Official discussion thread for quick maffs. Please do not post any spoilers or big hints.

Wow no blood so far, crazy

Yeah if anyone has any advice, feel free to send it my way. I have been looking at common modulus attacks and a bunch of different stuff for a while now… Would love a nudge. I suppose that means someone else needs to solve it first though…

As always, I’m sure it’ll be obvious in hindsight, but for an “easy” challenge, this seems far less straightforward than the last two RSA challenges (Lost Modulus and Lost Modulus Again). Given that I can’t find any obvious weakness in the modulus, my current leads are:

- The public exponent, e, is one of the 172 prime numbers under 1024 (2^10).
- The hint confirms that the three plaintexts are all 231 bits in length or less (i.e. the messages are either not padded, or not padded properly).

I did wonder whether either of the numbers in the challenge text may have some relevance (i.e. “there have to be 4529837459872034759 different equations and 347293475923709458 different fields”) but I can’t see anything obvious, and they have a few repeating digits, and no 1s or 6s, suggesting it was just someone hammering out a long number on the keyboard.

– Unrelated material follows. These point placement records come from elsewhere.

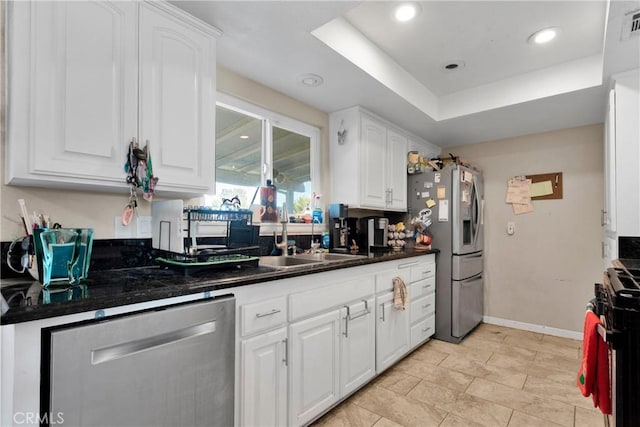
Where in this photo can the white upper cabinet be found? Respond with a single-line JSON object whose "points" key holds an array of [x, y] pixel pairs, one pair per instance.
{"points": [[177, 98], [85, 78], [72, 91], [621, 215], [368, 166]]}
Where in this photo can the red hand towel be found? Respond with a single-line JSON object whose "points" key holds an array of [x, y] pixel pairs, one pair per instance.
{"points": [[593, 376]]}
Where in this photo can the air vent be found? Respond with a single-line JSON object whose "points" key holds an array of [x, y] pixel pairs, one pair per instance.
{"points": [[631, 25]]}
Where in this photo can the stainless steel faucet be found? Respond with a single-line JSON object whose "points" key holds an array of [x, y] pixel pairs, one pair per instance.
{"points": [[284, 242], [314, 247]]}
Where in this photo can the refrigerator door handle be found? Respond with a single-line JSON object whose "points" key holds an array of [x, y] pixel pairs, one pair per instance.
{"points": [[470, 280], [476, 214]]}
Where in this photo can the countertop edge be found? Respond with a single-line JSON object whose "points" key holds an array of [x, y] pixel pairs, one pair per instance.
{"points": [[39, 312]]}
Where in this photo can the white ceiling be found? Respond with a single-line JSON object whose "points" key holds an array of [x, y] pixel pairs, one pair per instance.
{"points": [[507, 87]]}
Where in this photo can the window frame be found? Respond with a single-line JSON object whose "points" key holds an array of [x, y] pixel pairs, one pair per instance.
{"points": [[270, 119]]}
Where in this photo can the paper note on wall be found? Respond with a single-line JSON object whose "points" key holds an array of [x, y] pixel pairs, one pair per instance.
{"points": [[543, 188], [519, 191], [443, 210], [520, 209]]}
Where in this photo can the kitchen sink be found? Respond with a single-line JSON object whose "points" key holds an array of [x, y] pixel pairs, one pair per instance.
{"points": [[282, 262], [304, 260]]}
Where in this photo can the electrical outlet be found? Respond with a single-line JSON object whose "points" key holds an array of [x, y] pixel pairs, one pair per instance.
{"points": [[143, 227], [121, 231]]}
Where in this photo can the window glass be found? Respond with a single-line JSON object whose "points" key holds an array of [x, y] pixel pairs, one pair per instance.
{"points": [[254, 145], [292, 169], [238, 156]]}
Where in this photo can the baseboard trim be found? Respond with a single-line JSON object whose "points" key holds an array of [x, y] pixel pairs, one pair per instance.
{"points": [[564, 333]]}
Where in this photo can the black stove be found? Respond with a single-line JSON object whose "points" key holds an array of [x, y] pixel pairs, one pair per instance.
{"points": [[618, 301]]}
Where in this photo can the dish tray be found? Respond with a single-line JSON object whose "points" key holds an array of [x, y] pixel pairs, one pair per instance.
{"points": [[210, 259], [218, 263]]}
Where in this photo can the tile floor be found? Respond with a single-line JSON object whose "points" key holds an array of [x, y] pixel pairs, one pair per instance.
{"points": [[496, 377]]}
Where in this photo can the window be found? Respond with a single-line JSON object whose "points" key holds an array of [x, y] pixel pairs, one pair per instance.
{"points": [[254, 145]]}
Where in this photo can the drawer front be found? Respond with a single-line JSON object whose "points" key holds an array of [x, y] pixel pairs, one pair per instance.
{"points": [[422, 288], [423, 307], [423, 330], [384, 280], [423, 271], [263, 315], [318, 300]]}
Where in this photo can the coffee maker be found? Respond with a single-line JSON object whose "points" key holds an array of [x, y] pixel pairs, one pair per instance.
{"points": [[374, 232], [342, 228]]}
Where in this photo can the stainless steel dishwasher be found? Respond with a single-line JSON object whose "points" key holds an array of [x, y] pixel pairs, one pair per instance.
{"points": [[171, 366]]}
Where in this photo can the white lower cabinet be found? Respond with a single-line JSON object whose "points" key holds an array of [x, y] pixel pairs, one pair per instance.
{"points": [[423, 309], [357, 346], [392, 332], [264, 369], [315, 366], [307, 344]]}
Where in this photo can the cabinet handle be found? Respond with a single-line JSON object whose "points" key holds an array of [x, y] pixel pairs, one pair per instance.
{"points": [[346, 323], [285, 359], [407, 264], [362, 313], [274, 311]]}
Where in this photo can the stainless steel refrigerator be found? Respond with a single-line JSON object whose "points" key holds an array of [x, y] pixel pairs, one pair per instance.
{"points": [[452, 199]]}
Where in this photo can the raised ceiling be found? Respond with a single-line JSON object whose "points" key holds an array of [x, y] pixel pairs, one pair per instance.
{"points": [[506, 88]]}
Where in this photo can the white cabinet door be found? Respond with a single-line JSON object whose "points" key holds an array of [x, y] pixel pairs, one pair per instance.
{"points": [[392, 332], [264, 380], [72, 92], [177, 100], [374, 164], [397, 170], [314, 366], [357, 353]]}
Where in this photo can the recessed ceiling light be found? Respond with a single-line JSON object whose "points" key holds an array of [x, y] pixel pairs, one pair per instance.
{"points": [[453, 65], [543, 36], [406, 12], [311, 80]]}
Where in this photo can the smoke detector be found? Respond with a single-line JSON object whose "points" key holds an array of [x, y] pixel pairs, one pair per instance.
{"points": [[630, 25]]}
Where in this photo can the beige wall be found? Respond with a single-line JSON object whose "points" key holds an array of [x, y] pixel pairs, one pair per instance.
{"points": [[544, 273], [98, 210]]}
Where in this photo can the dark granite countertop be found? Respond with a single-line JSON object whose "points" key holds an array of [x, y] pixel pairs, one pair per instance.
{"points": [[114, 288]]}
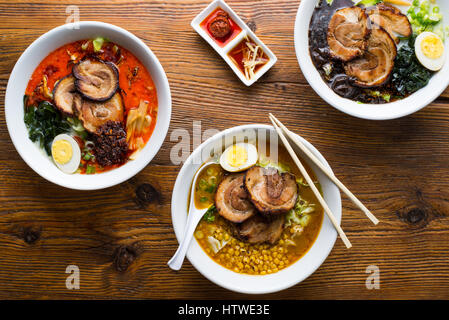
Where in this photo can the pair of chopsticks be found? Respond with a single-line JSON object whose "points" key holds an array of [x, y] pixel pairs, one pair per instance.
{"points": [[281, 129]]}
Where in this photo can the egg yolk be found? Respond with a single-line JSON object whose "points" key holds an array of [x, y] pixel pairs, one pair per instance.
{"points": [[237, 156], [62, 151], [432, 47]]}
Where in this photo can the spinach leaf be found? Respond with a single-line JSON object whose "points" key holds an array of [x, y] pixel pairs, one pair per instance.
{"points": [[408, 74], [44, 123]]}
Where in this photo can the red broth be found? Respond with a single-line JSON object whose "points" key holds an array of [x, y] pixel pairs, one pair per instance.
{"points": [[235, 29], [134, 80]]}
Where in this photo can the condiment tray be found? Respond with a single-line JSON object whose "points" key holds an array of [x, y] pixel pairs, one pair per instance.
{"points": [[226, 47]]}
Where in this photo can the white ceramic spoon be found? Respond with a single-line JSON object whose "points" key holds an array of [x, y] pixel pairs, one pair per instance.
{"points": [[193, 218]]}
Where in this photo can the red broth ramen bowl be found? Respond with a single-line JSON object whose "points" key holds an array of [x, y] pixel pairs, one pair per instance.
{"points": [[28, 62]]}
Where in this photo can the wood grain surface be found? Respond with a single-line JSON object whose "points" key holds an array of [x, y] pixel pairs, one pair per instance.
{"points": [[121, 238]]}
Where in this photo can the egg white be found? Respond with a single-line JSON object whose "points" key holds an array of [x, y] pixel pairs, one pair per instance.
{"points": [[251, 152], [431, 64], [74, 162]]}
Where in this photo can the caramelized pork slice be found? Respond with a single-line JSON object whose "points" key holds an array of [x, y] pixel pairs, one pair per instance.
{"points": [[259, 229], [347, 33], [231, 199], [271, 192], [391, 19], [63, 94], [373, 69], [94, 114], [96, 80]]}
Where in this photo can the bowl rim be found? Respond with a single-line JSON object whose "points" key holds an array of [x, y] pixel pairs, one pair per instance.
{"points": [[108, 178], [387, 111], [241, 288]]}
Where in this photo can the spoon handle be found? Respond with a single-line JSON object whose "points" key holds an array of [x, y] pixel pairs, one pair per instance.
{"points": [[176, 261]]}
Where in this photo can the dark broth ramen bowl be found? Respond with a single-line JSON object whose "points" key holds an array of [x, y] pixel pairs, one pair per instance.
{"points": [[400, 108], [239, 282], [22, 72]]}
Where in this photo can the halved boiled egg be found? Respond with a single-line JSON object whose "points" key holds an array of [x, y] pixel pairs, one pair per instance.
{"points": [[429, 49], [239, 157], [66, 153]]}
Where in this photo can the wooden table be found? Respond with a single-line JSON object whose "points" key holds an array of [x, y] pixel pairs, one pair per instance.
{"points": [[121, 238]]}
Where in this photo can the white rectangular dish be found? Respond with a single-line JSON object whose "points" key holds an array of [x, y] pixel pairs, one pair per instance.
{"points": [[232, 43]]}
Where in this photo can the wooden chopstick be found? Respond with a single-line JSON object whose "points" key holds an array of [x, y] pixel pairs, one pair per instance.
{"points": [[312, 185], [329, 174]]}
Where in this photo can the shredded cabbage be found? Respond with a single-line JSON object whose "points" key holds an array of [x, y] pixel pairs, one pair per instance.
{"points": [[299, 215]]}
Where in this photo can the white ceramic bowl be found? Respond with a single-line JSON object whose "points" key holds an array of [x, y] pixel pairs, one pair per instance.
{"points": [[393, 110], [253, 284], [21, 74]]}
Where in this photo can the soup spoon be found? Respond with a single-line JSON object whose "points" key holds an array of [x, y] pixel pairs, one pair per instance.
{"points": [[193, 218]]}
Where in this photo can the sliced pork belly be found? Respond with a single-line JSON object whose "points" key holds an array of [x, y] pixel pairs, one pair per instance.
{"points": [[391, 19], [96, 80], [231, 199], [259, 229], [347, 33], [373, 69], [271, 193], [94, 114], [63, 94]]}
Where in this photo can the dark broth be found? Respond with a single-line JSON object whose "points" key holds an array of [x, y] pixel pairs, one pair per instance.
{"points": [[337, 79]]}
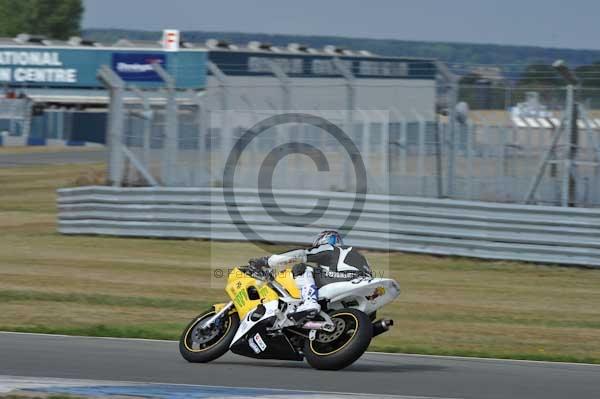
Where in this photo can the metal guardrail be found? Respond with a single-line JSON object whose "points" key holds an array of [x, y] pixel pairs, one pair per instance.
{"points": [[553, 235]]}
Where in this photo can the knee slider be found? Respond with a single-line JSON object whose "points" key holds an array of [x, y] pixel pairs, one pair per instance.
{"points": [[298, 269]]}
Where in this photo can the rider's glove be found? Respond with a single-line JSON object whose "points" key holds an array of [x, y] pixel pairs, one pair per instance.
{"points": [[261, 266], [260, 262]]}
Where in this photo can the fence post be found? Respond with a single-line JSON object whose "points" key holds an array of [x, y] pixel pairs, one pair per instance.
{"points": [[114, 135], [451, 81], [421, 154], [346, 72], [171, 145], [573, 144], [285, 81]]}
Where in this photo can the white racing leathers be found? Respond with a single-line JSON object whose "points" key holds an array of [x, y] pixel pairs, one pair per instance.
{"points": [[332, 264]]}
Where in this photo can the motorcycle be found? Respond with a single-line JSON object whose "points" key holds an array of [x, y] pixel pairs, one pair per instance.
{"points": [[259, 320]]}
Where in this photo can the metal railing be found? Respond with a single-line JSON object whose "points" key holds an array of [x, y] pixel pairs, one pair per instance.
{"points": [[553, 235]]}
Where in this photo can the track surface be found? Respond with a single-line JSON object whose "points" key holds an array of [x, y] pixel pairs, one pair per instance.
{"points": [[159, 361], [53, 158]]}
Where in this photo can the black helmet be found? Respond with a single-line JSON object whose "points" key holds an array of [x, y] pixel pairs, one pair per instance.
{"points": [[330, 237]]}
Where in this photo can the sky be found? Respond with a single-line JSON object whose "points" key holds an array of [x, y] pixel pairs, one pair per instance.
{"points": [[547, 23]]}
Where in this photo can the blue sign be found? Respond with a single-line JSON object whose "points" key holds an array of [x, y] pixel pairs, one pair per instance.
{"points": [[137, 67], [60, 67], [259, 64]]}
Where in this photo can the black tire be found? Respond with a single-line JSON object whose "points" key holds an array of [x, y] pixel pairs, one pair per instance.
{"points": [[213, 348], [344, 350]]}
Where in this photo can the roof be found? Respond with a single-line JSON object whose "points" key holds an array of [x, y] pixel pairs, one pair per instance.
{"points": [[212, 45]]}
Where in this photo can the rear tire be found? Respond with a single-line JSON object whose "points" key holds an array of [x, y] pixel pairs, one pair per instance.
{"points": [[334, 351], [197, 346]]}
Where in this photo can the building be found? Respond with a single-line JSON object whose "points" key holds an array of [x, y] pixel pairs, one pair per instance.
{"points": [[62, 75]]}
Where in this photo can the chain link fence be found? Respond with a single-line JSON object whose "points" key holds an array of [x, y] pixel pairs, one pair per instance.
{"points": [[516, 145]]}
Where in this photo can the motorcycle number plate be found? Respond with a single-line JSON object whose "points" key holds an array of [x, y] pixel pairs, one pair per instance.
{"points": [[259, 341], [254, 347]]}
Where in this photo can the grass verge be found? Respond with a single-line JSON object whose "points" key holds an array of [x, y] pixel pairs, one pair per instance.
{"points": [[150, 288]]}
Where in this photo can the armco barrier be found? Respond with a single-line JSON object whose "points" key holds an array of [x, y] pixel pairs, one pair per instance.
{"points": [[552, 235]]}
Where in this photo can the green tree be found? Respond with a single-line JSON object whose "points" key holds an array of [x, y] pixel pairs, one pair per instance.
{"points": [[56, 19]]}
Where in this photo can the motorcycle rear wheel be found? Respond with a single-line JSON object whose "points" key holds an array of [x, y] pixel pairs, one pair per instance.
{"points": [[200, 346], [342, 347]]}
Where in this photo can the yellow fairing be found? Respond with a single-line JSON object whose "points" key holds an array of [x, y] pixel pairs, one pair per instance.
{"points": [[240, 287], [286, 279]]}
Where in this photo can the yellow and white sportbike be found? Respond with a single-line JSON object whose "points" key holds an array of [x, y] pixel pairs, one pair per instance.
{"points": [[259, 320]]}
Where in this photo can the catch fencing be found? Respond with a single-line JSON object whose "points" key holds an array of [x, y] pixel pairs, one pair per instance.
{"points": [[538, 146], [552, 235]]}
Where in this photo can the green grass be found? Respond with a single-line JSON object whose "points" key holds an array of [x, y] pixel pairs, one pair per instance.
{"points": [[151, 288]]}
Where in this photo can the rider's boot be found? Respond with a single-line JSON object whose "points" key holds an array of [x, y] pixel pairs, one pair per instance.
{"points": [[309, 307]]}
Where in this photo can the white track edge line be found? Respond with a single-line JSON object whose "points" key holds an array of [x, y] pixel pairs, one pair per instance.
{"points": [[368, 352], [229, 387]]}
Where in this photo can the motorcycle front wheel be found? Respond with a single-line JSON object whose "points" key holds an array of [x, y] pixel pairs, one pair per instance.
{"points": [[201, 345], [342, 347]]}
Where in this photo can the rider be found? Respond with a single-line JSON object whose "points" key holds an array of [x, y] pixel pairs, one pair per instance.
{"points": [[334, 262]]}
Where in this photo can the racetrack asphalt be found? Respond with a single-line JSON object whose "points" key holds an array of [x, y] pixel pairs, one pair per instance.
{"points": [[39, 355], [58, 157]]}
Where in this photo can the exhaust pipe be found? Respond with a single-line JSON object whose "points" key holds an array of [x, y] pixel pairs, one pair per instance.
{"points": [[381, 326]]}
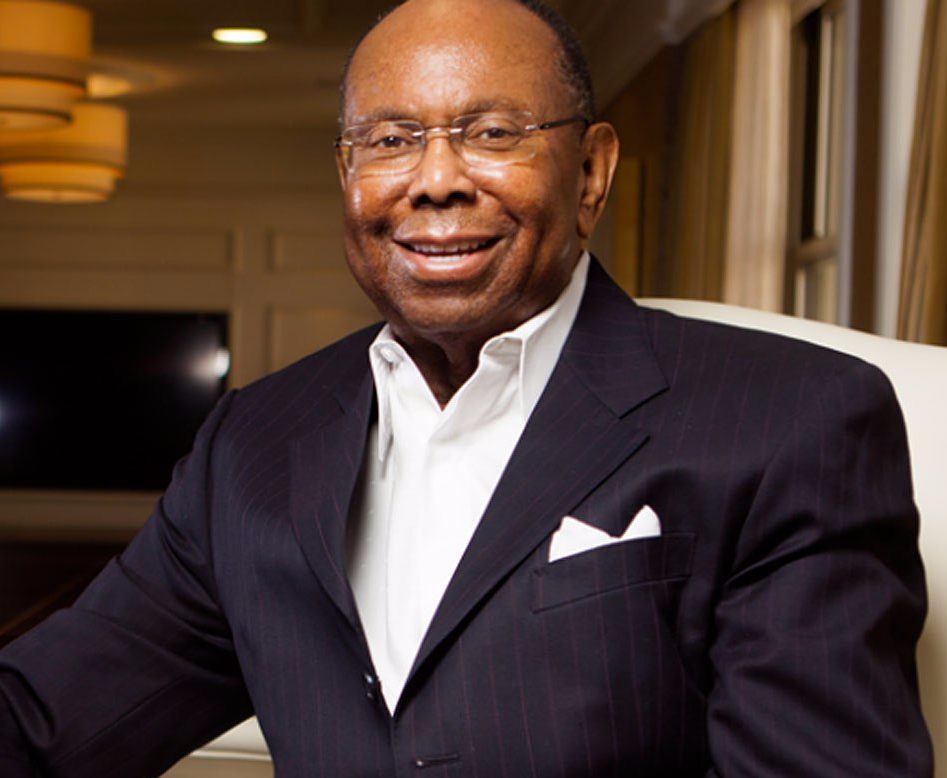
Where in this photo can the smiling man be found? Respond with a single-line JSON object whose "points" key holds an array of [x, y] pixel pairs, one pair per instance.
{"points": [[525, 528]]}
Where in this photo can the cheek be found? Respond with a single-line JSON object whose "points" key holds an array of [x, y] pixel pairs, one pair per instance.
{"points": [[369, 204]]}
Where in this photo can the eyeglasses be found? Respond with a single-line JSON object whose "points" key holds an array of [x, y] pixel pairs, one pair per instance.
{"points": [[488, 139]]}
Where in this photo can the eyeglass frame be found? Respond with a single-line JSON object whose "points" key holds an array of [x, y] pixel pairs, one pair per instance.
{"points": [[450, 131]]}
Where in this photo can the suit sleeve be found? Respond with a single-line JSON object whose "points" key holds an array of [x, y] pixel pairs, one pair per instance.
{"points": [[818, 620], [141, 669]]}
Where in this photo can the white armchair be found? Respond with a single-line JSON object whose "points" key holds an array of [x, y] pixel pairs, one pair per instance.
{"points": [[919, 376]]}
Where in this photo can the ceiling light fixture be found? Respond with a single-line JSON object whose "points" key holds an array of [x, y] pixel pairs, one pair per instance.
{"points": [[77, 164], [44, 55], [239, 36]]}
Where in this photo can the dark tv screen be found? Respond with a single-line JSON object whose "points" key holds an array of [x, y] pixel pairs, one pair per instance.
{"points": [[104, 400]]}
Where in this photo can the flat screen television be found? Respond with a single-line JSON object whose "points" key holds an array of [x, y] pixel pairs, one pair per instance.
{"points": [[104, 400]]}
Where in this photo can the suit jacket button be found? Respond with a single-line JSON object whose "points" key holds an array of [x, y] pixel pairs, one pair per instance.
{"points": [[372, 685]]}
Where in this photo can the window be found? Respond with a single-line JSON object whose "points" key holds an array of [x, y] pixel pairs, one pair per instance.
{"points": [[818, 84]]}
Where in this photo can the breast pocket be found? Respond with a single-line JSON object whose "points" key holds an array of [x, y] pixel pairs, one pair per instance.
{"points": [[615, 566]]}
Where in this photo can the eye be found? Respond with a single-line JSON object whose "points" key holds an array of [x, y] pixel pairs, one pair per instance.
{"points": [[387, 138], [493, 132], [389, 142]]}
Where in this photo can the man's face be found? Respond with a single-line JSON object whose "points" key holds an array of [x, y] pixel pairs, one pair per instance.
{"points": [[449, 251]]}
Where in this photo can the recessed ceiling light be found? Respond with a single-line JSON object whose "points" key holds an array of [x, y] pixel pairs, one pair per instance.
{"points": [[239, 36]]}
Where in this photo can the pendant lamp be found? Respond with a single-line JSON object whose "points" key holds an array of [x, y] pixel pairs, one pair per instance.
{"points": [[77, 164], [45, 47]]}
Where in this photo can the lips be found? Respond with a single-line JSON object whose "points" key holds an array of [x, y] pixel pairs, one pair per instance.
{"points": [[447, 259], [447, 247], [450, 249]]}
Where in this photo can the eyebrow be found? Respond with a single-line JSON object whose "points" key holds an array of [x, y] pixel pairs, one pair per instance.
{"points": [[387, 113]]}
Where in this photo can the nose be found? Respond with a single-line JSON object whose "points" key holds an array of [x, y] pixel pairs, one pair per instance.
{"points": [[442, 176]]}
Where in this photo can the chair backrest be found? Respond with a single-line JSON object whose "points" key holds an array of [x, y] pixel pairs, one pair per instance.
{"points": [[919, 376], [239, 753]]}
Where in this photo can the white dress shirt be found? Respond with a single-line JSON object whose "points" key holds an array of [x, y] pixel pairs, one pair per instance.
{"points": [[429, 473]]}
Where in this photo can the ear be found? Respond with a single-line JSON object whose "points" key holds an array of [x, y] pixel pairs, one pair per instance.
{"points": [[600, 147], [340, 169]]}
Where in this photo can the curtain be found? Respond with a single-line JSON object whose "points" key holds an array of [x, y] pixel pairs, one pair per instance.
{"points": [[701, 167], [922, 312], [754, 267]]}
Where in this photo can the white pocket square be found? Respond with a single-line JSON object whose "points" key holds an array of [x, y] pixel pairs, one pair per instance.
{"points": [[575, 536]]}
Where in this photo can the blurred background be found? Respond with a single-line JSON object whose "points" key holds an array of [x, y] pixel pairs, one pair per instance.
{"points": [[780, 154]]}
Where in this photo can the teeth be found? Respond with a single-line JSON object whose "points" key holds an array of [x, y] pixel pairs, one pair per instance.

I’ve also been exploring various attacks on small public exponents, and unpadded messages, but nothing working so far…

Oof, finally got it! Some very general hints:

- Definitely not an easy challenge, though it only took about a dozen lines of
*Sage*code to solve once I found the correct attack in an*old paper*. - Even if the public exponent were given this would be a cool problem.
- So nobody goes down this rabbit hole: The numbers in the challenge text had nothing to do with the solution, at least the way I did it.

Feel free to DM me with what you’ve tried and I’ll see if I can steer you in the right direction.

Same struggle here @onetimepad ! For a moment I saw light thinking that “pure numbers” were “perfect numbers” but I found none, even in the description.

Made a little progress by decomposing the hint in base 256: this may help to guess letters & length of the strings, but nothing 100%.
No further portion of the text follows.